A Monday article in the Wall Street Journal argues that the internet is on the verge of killing cable companies' widely hated practice of bundling a lot of cable channels together into expensive packages:
Pushback is building that could finally break the bundle. Pay-TV subscriptions have peaked in the U.S., and viewers have alternatives through Internet services such as Netflix, Hulu, and YouTube. Distributors like Verizon’s FiOS are trying to find ways to offer flexibility in pay-TV packages, drawing a lawsuit from ESPN in the process. And networks including HBO and CBS are now selling their content directly to consumers without requiring a subscription to a distributor’s big bundle.
The article goes on to complain about how big media companies "force" cable companies — and through them, consumers — to pay for channels they don't want, artificially inflating the cost of cable service.
The weird thing about this argument is that the company that has done the most to break the cable TV bundle — Netflix — is itself a giant bundle of content. Say you love House of Cards but aren't interested in the many other shows available through Netflix streaming. Netflix doesn't care. Either you subscribe to the whole Netflix bundle or you don't.
It's true that you can buy individual House of Cards episodes from other companies like Amazon or Google — but only at a huge markup. Individual episodes cost $1.99. If you expect to watch more than four episodes a month, it makes more sense to get a $7.99 Netflix bundle, which lets you watch not only an unlimited number of House of Cards episodes but a ton of other content as well.
This kind of bundling makes economic sense, because once a show has been created, the cost of distributing it to one additional person — what economists call marginal cost — is trivial. Removing channels from a bundle doesn't save content creators any money, so there's no reason to think it would save customers money either.

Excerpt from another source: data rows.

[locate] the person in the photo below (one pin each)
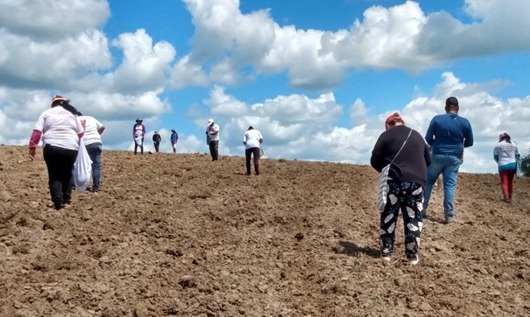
(138, 135)
(156, 141)
(506, 154)
(94, 147)
(406, 149)
(448, 134)
(252, 141)
(60, 131)
(212, 138)
(174, 140)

The most popular cable channels, like ESPN and AMC, cost a lot because a lot of people want to watch them. The media companies that own them then throw in other, much less popular channels in hopes of making them more popular. But if media companies sold the popular channels by themselves, they'd do it at a price that was almost as high as they charge for the bundles. In an à-la-carte world, different customers would pay different amounts, but on average customers would pay about the same for a lot less content.

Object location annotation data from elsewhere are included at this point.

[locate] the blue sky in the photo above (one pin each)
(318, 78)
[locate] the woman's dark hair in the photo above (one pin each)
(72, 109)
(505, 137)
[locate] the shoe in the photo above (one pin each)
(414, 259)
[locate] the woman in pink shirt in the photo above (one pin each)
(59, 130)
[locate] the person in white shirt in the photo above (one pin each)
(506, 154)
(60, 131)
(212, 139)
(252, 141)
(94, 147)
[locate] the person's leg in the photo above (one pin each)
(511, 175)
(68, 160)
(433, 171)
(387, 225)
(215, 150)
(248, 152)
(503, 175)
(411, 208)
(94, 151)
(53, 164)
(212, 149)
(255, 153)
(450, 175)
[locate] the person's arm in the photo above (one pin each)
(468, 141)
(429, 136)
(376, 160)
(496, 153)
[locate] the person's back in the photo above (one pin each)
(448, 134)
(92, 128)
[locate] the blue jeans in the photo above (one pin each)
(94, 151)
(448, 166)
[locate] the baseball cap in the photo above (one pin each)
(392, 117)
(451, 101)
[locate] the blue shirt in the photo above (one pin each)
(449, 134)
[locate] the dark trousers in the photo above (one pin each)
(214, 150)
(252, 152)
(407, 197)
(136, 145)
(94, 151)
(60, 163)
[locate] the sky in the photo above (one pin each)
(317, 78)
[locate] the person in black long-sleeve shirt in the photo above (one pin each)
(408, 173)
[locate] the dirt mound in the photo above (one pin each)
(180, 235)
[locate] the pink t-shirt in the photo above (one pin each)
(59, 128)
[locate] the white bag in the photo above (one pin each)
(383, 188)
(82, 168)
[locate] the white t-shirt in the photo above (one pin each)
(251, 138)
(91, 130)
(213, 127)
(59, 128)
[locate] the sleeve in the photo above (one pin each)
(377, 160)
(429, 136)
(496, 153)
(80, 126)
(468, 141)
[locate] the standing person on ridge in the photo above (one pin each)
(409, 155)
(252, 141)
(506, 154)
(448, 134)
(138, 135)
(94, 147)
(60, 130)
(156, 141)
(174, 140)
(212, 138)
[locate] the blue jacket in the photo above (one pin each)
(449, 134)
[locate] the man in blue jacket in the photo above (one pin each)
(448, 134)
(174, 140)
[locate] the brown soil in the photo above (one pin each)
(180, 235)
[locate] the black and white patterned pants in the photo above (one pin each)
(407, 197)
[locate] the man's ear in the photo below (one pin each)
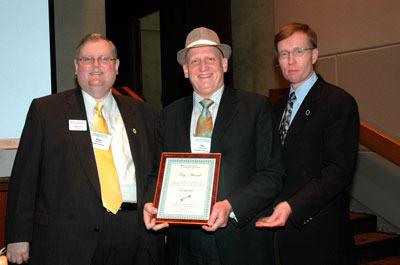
(76, 66)
(225, 64)
(185, 70)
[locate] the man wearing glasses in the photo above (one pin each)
(318, 125)
(80, 171)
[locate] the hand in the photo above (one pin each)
(149, 213)
(18, 252)
(219, 216)
(278, 218)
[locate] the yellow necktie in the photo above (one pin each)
(109, 181)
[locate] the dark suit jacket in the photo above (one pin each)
(250, 175)
(319, 156)
(54, 197)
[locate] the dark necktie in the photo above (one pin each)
(204, 123)
(108, 176)
(287, 114)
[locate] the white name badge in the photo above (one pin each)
(77, 125)
(101, 141)
(201, 144)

It is true that the internet — and companies like Hulu, Netflix, and YouTube — is making the television market more competitive. But what's new about these services isn't that they do less bundling. Rather, it's that they're charging lower prices, and in the process resetting customers' expectations about how much television content should cost. But there's no reason to think this new competition will lead to a world where consumers no longer buy content in big bundles.